December 19, 2017 - "Only a few people were in a courtroom north of Detroit last week to hear the judge tongue-lash a prosecutor for delaying the return of a bank account with $11,000 that she ruled was improperly seized by drug investigators.

"'I’m outraged by the way this was handled,' Oakland County Circuit Judge Rae Lee Chabot exclaimed.... 'This hints at more than just a mistake. This continuous action hints at obstruction,' Chabot said, citing the 22 months it took to obey a court order and unfreeze the account. Chabot even slapped a fine on the prosecutor, awarding $2,500 'in sanctions' to defense attorneys, though they’d asked for three times that much....

"The ... hearing in Pontiac ...  was to get back the joint bank account of a mother and son — an account containing $10,938, of which $10,000 belonged not to medical-marijuana user Donny Barnes, 42, of Orion Township, but to Barnes’ mother.

"It was in November 2014 that a platoon of heavily armed police seized their joint bank account, along with Donny Barnes’ two SUVs and his children’s Christmas presents, according to legal pleadings.

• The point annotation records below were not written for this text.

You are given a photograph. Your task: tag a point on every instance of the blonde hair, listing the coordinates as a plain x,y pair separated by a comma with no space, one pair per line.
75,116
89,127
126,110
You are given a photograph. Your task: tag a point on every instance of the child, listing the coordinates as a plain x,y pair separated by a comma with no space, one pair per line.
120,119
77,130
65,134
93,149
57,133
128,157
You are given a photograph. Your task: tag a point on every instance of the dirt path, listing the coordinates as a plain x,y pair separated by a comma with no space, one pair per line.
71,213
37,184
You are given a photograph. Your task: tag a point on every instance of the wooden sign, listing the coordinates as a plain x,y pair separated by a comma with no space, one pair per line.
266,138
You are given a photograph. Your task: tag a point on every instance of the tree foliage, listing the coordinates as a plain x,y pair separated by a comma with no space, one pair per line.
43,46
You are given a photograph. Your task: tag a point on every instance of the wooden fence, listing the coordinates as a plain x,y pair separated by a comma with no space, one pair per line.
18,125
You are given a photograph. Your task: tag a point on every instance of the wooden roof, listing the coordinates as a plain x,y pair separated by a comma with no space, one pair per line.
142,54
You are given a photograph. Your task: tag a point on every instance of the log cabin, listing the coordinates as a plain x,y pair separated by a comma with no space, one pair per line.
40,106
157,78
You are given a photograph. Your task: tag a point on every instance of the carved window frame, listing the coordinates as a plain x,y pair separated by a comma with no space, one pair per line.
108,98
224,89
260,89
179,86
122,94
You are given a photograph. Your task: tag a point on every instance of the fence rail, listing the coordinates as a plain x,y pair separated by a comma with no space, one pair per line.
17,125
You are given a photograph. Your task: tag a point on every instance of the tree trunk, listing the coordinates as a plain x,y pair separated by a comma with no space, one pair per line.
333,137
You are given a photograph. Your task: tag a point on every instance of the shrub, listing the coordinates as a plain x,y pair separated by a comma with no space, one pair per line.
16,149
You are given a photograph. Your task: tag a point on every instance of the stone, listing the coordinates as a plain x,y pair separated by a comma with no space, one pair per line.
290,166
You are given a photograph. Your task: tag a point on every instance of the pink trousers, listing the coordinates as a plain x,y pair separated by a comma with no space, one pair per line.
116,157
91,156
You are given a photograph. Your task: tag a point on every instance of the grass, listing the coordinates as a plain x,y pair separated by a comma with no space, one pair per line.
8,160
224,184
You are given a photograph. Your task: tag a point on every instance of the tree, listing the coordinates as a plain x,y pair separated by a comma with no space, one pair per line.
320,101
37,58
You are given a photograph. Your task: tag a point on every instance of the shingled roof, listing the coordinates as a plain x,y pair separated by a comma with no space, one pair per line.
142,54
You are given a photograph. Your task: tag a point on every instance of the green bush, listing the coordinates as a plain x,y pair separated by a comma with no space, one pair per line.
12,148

At the same time, they shut down Barnes’ three small businesses — a furniture resale firm, a spyware shop and a medical-marijuana magazine.....

"A different judge, in a criminal trial in February, dismissed the only charge against him — marijuana possession with intent to distribute — after ruling that police failed to establish probable cause for raiding Barnes' house, office and warehouse....

"The Oakland County Prosecutor’s Office is awaiting a ruling on Barnes’ criminal case from the Michigan Court of Appeals, 'and we fully expect to win,' Chief Assistant Prosecutor Paul Walton said..... The prosecutors' goal? To show that Barnes, at the time of the raid, was a big-time marijuana dealer, one who’d tried to hide his illegal activity under the cloak of medical marijuana.... 'He was operating a dispensary, clearly,' Walton said.

"No matter that dispensaries have operated for years and largely without police interference in numerous other Michigan counties.... Barnes’ battle seems far from over. Also far from over is the debate over just how much power police and prosecutors should have in permanently confiscating the property of people who weren't convicted of any crime — and, in some cases, were never even arrested."